Il sindaco di Appignano aveva già lanciato un primo allarme nell’agosto scorso, quando, con una lettera all’indirizzo di Renzi e al ministro dell’Istruzione Stefania Giannini, denunciava la decurtazione di alcune voci, come le spese tecniche e l’Iva, dal finanziamento previsto. Da qui, l’ira del primo cittadino che, a livello nazionale, aveva innescato una coinvolgente catena di S.Antonio tra i sindaci di svariati comuni dello Stivale che si trovavano nelle stesse condizioni, costringendo il Miur a rassicurazioni (parziali) non solo sull’entità del finanziamento, ma anche sui tempi della relativa erogazione. Ma, ad oggi, ancora niente. E a pochi giorni dalla chiusura della tesoreria di Stato, ecco il secondo siluro del sindaco del Comune piceno sganciato contro Palazzo Chigi. “Come ricorderete – scrive Agostini rivolgendosi ai sindaci dei comuni d’Italia – vi ho inviato, il 30 luglio scorso, una lettera di denuncia per segnalare la volontà, da parte del Miur, di finanziare esclusivamente l’importo contrattuale (iva esclusa) riferito ai soli lavori. A seguito della nostra azione di protesta, sono stata contattata personalmente sia dall’allora sottosegretario Reggi, che dalla dirigente del Miur Montesarchio, rassicurandomi parzialmente sull’entità del finanziamento e sui relativi tempi di erogazione, che sarebbero stati brevi. Abbiamo atteso fino ad oggi – prosegue – perché la dottoressa Iandolo ci aveva telefonicamente assicurato che l’erogazione sarebbe avvenuta prima della chiusura della tesoreria di Stato, prevista per il 5 dicembre. Il tempo è tiranno, ma non sono riuscita a parlare né con la dottoressa Iandolo né con la dirigente Montesarchio, perennemente in riunione”.

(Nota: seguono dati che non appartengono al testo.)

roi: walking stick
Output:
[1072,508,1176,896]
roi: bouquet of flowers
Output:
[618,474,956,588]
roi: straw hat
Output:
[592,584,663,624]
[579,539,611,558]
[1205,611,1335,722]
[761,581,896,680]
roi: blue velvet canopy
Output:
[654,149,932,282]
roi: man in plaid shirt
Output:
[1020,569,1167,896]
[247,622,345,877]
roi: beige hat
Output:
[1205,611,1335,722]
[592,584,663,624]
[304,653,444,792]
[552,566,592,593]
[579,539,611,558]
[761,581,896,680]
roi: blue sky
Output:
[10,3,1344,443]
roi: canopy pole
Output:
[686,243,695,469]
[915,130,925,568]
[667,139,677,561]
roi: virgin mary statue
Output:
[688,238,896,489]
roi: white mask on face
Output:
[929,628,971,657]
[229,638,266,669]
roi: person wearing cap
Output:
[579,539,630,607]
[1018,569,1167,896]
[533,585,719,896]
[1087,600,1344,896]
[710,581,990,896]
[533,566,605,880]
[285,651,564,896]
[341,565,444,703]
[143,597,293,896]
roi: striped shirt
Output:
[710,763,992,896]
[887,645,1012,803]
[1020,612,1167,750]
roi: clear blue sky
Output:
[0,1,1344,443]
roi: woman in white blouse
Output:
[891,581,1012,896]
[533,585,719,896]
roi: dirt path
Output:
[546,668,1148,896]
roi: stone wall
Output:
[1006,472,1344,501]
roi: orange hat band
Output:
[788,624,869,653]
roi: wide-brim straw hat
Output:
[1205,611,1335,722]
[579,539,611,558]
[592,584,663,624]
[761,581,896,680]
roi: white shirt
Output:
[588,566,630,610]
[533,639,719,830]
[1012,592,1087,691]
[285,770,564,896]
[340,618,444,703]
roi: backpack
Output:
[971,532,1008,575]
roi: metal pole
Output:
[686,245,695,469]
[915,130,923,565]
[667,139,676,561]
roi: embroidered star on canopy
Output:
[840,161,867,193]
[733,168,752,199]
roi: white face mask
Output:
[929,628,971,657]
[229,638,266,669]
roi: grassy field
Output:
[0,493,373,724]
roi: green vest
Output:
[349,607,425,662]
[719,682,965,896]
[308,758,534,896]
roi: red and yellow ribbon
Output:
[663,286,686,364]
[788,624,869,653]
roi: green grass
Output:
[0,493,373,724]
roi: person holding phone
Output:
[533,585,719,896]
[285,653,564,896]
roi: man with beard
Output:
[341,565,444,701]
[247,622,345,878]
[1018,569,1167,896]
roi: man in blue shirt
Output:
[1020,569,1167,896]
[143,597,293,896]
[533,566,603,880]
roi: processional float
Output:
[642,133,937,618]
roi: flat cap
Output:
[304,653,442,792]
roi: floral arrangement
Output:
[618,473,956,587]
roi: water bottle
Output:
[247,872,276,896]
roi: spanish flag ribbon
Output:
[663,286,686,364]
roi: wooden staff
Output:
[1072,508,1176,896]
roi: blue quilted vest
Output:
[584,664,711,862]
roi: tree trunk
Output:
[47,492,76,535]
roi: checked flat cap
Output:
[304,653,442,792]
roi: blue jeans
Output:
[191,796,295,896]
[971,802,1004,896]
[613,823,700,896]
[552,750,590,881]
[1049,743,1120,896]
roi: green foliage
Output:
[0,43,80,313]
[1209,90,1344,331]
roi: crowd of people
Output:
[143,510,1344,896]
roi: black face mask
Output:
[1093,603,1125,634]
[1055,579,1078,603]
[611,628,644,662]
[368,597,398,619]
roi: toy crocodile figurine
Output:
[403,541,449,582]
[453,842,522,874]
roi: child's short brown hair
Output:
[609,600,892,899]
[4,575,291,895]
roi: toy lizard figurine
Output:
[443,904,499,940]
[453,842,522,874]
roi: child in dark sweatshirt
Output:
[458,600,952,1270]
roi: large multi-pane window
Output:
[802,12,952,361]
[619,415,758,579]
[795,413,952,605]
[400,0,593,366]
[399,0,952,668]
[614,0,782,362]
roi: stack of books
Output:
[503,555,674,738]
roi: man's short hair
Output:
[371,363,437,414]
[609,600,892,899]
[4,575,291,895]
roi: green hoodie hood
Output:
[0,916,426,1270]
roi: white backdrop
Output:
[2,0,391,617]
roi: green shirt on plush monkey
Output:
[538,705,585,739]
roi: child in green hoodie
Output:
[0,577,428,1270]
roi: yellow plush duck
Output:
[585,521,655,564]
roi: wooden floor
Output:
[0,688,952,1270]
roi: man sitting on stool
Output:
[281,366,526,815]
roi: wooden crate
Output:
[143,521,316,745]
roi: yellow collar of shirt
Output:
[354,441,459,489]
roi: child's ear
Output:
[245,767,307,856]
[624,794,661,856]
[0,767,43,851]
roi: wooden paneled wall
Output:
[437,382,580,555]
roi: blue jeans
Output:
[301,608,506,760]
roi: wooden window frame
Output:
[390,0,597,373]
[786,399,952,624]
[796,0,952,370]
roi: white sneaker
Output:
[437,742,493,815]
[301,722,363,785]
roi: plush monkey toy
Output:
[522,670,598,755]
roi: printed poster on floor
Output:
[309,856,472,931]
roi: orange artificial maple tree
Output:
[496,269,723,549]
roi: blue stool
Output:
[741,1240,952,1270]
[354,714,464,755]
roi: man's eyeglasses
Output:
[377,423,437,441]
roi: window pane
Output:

Infine, l’invito alla mobilitazione nazionale:, nello stesso giorno in cui è indetta la manifestazione delle maggiori sigle sindacali della scuola: “Adiamo a Roma: ritroviamoci giovedì 4 dicembre alle 11:30 davanti Palazzo Chigi per chiedere udienza al Presidente del Consiglio, al fine di ottenere impegni concreti su quanto ci è dovuto. Consiglio di indossare la fascia tricolore e di avvertire tutti i Parlamentari del vostro territorio affinché possano unirsi a noi. Sono il Sindaco di un Comune virtuoso, come sicuramente lo siete anche voi, che paga i propri fornitori in 30-40 giorni; che non ha cause in corso; che ha un bilancio solido e sano; che non ha mai dichiarato debiti fuori bilancio; che ha uffici competenti che lavorano duramente per ottenere i finanziamenti, e che non ha cellulari né macchine di servizio o spese di rappresentanza. Il denaro da me amministrato è il denaro di tutti. Oggi il governo vuole costringermi a non rispettare il patto di stabilità per le anticipazioni che ho già erogato e, soprattutto, vuole costringermi a bloccare i pagamenti a tutte le ditte che stanno lavorando per il Comune. Mentre il Governo adotta misure per la riduzione del debito delle pubbliche amministrazioni verso le imprese – conclude – per responsabilità dello stesso Governo, 662 Enti locali italiani si troverebbero a fronteggiare contenziosi per milioni di Euro. Tutto questo è assurdo. Mobilitiamoci”.